Лина чертит, раскачиваясь всем телом. Я поддергиваю ее назад, успевая подумать о том, что она, возможно, просидела у меня на ступеньках несколько часов. А теперь вот напилась с горя. От этого у меня на душе становится немножко скверно.
Втаскиваем ее назад. Лина вся красная, волосы свалились ей на лицо, тушь, белила и помада начинают наползать друг на друга.
– Цирк, – говорит Жанна, прыскает, перегибается через подоконник и чиркает мелком по стенке с той стороны. – Ну, вот и пожалуйста, ну вот и ничего такого уж особенного, подумаешь!
Она выбирается обратно. Черт, мне, что ли, вроде как стыдно перед Рэном? Впрочем, они-то ничего такого: сидят и милуются.

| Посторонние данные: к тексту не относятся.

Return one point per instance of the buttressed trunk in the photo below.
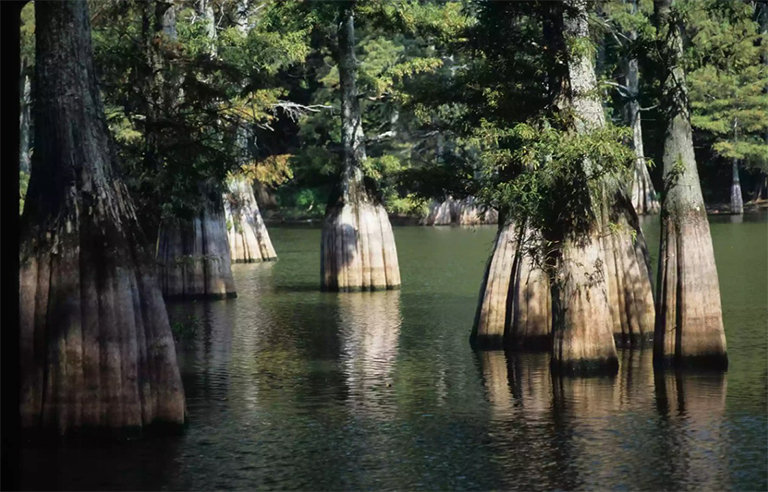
(515, 301)
(357, 247)
(582, 317)
(689, 321)
(96, 347)
(193, 255)
(248, 237)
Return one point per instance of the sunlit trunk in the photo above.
(515, 302)
(689, 320)
(358, 247)
(581, 310)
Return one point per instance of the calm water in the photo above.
(290, 388)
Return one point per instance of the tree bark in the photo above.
(357, 247)
(737, 202)
(643, 194)
(193, 255)
(96, 347)
(515, 299)
(248, 237)
(25, 123)
(582, 318)
(689, 322)
(442, 212)
(470, 213)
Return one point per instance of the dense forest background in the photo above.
(195, 91)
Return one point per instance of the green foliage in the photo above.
(728, 79)
(23, 185)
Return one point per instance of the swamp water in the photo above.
(291, 388)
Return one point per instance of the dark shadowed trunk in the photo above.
(96, 347)
(25, 123)
(193, 255)
(689, 322)
(248, 237)
(357, 246)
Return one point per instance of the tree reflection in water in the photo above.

Осоловелыми от влюбленности глазами смотрят не друг на друга, а типа в пространство.
– Девчонки, – говорит Рэн ласково. – Вы – гордость нации.
– А то, – Жанна поджигает сигаретку.
Идиотская ситуация.
– Ладно, – говорю, – я – просто для порядку.
Рэн и девчонки втроем наваливаются на мои ноги, – вдвоем Стаута не удержать, – а я свешиваюсь на ту сторону. Там – темнотища. Перегибаюсь. Они так низко чертили, особенно Лина. Будет неправильно, если я начерчу на полметра выше девчонок.
– Э-э, Стаут, осторожнее! – с тревогой кричит Рэн где-то далеко наверху, крепче хватаясь за мои джинсы. – Ты выскальзываешь!!
Не снисхожу до ответа; делаю последний рывок вниз, и в этом рывке провожу мелом черту где-то далеко-далеко внизу. Ну, теперь я точно выиграл. Рэн и девчонки втаскивают меня обратно, чуть не стащив джинсы.
Рэн лучезарно на меня глядит, торжественно берет мелок (Манон так и сидит на высоком табурете) и лезет в окошко, а я его держу. Он быстро возвращается.
– Ну, я не стал маньячить, – объявляет он, – я на лидерство не претендую.
Приношу фонарик. Светим в "провал", сгрудившись на подоконнике.
Славная картина.
Разного роста и разного темперамента – мы, все четверо, умудрились провести черту примерно на одном и том же уровне.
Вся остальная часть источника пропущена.